The journalist states that in 2009, at the UN Climate Conference in Copenhagen, developed countries failed to convince the developing countries to commit themselves to reduce the level of greenhouse gases emissions into the atmosphere. The final document named the "Copenhagen Accord" did not mention any specific commitments. China perceived the Western world’s position as an attempt to limit the country's industrial capacities and "prevent China from becoming a world leader." There was a wave of public discontent in China, as the country was dominated by the opinion that the EU and the US "came up with the idea of climate change as the way to control China."
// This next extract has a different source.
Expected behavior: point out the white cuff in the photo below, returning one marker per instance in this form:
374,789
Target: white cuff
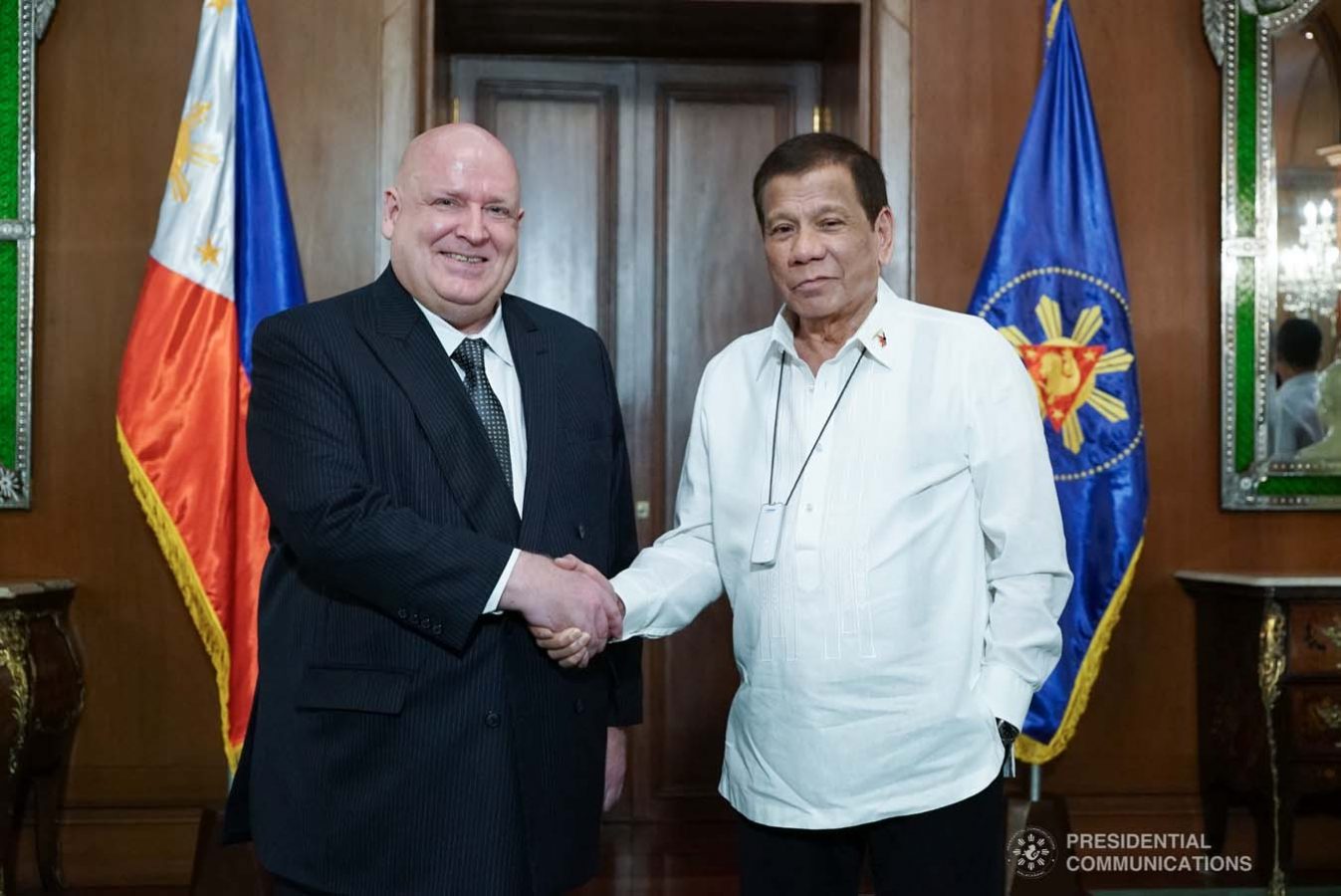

However, since 2011, climatic skepticism in the Middle Kingdom has gradually faded away. After the decades of unrestrained industrial growth, Chinese cities were filled with smog. The deterioration of the ecological situation in the country has reached a critical level. The country surpassed the US regarding greenhouse gas emissions. According to the World Bank, China has spent about $ 110 billion to deal with the environmental pollution effects. The country's leaders decided that global warming requires taking severe measures and the government initiated a shift in rhetoric by adopting a law on renewable energy sources uses and joining the "green" revolution. The course on the low-carbon policy has become one of the main priorities of the government strategy. Nowadays China intends to achieve the targets set by the Paris Agreement, not by 2030, but by ten years earlier.
Jeff Dembicki notes that after Donald Trump came to power in the US, he announced a change in global environmental policy. He announced the country withdrawal from the Paris Climate Agreement, as it pursues “not the goal of saving the environment, but financial benefits for a number of countries at the expense of the United States." Trump cited China and India as examples, as they "will be able to expand their coal industry, while the US will have to reduce it." The climate change issue was a part of a significant game in which China played with the West, and now the roles have changed.
“Climate change skepticism – whether in China or anywhere else – is never really about the actual science. It’s about trying to preserve an old economic and political order while a new one arises. Though the global impacts of climate change continue to get worse and worse, China’s experience should give us all a certain amount of hope. My story shows that when powerful economic incentives align behind addressing climate change, then the resistance to planetary solutions can quickly fade,” the author believes.
Jeff Dembicki writes for a number of periodicals, such as Foreign Policy, The Guardian, Vice, etc. He is also the author of «Are We Screwed? How a New Generation Is Fighting to Survive Climate Change». The book explains that the millennials are exactly those people who fully experience the effect of climate change and are ready to do something to prevent the "Doomsday."
The Energy of Words is an international media competition established in 2004 that aims to encourage both individual journalists and media channels to cover global energy issues. An annual award is presented to the journalist or group of journalists who make a significant contribution to the coverage and information broadcast on issues, solutions, and trends in the global energy sector.
The Energy of Words contest winner will receive his award during the Global Energy Association’s Laureates Week within the framework of the Russian Energy Week in Moscow.
This year The Energy of Words received entries from Indonesia, India, Kenya, Nigeria to Canada, USA, Italy, Great Britain, the Netherlands with all works submitted published from April 30, 2017, to May 2, 2018.